Possibly, the sensational style has been found to have lost its force, and a more quiet and stately tone to be more promotive of the popularity of bread-pills and root-bitters. It looks more professional. Mountebankery in physic has been overdone, as it has in a great many other things. The quacks, if they successfully inculcate this lesson and bring in a corresponding reform, will have been useful public servants. Others have been forcing the pace as well as they, and may well slacken speed, if not call a halt. The blatant and dogmatic has been increasingly predominant in the announcement of new theories, notions and "missions." We are all concerned in seeing it checked, and simple truth and plodding inquiry once more given a chance. Repeated disappointments have made the world distrustful of startling discoveries and sweeping panaceas—a fact which should commend itself to the attention of all the charlatans, and of those who, not charlatans, have caught from them the fashion of violent and premature trumpeting. Political and social cure-alls will have to work their way slowly and painfully into notice. They must submit to the rules of trade, and not look for success until they have demonstrated that what they offer in the market is what it pretends to be. The world is tired of being taken by storm. Just now it is in a more than usually distrustful mood—in a state of marked disillusionment. It declines to have a creed of any kind slammed into its face—so many new ones have palpably failed, and so many old ones have proved themselves possessed of forgotten virtues. Good and evil have proved to be omnipresent, and to pervade everything, like iron and sulphur.
E. C. B.
LITERATURE OF THE DAY.
Madame Gervaisais. By Edmond and Jules de Goncourt. New Edition. Paris.
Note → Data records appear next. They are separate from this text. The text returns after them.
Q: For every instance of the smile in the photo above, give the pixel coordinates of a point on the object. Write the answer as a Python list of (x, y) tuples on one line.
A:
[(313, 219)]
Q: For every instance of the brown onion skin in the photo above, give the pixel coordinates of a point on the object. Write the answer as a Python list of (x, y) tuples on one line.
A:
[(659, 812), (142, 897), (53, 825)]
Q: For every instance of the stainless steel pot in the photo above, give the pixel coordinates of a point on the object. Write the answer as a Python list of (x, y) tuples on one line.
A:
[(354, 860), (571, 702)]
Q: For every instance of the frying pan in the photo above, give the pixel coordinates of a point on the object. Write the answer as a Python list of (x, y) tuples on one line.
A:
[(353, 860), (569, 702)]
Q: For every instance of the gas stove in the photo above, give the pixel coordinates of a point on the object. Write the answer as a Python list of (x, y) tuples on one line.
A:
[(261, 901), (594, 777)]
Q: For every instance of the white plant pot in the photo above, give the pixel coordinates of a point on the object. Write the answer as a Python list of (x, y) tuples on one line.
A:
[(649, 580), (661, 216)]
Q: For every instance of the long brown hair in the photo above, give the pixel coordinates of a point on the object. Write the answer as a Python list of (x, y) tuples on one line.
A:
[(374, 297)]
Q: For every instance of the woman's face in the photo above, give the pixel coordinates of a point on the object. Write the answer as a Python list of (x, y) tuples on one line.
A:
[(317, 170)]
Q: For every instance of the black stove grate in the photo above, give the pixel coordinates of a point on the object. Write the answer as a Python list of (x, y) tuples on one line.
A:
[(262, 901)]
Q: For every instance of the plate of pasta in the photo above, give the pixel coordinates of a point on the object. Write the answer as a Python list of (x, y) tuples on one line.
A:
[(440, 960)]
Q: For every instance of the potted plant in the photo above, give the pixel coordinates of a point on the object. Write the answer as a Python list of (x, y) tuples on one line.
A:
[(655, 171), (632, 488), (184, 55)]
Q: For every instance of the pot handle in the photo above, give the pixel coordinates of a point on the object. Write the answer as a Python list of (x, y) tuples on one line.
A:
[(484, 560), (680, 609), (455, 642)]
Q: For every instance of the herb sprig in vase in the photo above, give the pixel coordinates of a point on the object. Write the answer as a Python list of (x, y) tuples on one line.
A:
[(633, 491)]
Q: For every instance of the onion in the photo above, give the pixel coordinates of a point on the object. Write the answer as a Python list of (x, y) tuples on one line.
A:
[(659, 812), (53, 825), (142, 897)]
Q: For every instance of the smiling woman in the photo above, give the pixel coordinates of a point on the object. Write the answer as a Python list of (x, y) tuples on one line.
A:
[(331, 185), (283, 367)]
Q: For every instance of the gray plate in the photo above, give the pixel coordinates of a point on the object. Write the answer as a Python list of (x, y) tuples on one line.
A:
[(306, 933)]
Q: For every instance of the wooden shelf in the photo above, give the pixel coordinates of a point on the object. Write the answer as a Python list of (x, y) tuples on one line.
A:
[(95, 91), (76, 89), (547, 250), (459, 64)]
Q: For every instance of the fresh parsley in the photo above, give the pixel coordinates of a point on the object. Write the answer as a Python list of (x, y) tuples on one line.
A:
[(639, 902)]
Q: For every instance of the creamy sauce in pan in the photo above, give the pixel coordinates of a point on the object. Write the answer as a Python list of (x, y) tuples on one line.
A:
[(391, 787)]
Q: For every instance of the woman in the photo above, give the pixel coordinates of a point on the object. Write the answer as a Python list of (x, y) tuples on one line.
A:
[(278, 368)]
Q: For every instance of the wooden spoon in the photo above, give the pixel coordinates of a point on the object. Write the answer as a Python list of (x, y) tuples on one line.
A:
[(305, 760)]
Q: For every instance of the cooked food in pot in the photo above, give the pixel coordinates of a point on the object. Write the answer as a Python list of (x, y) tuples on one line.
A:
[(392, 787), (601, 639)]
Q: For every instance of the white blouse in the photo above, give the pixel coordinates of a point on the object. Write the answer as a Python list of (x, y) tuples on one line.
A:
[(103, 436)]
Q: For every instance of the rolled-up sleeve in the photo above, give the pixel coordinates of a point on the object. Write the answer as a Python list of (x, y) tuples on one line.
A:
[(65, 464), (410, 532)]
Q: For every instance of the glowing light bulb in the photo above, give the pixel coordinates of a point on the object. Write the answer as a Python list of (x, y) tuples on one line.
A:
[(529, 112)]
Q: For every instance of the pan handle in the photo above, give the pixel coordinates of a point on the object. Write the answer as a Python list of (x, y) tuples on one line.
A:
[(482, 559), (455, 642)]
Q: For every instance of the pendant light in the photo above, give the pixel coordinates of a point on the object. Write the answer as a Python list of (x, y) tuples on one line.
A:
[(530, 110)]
This is in many respects a remarkable book. It shows unusual talent and thought—skill in the morbid anatomy of the soul. It is out of the common line in having but one character, the heroine, and not a word about love. It is, in fact, the biography of a woman during her conversion to Roman Catholicism: the incidents are merely the successive steps by which she is brought within the pale. The interest lies in the mental and moral fluctuations through which she passes while under the influence to which she is subjected, and which in one way or another does not cease to act upon her for an instant. The book is a complement to Madame Craven's pictures of conversion and the devout life, but differs from them in the point of view.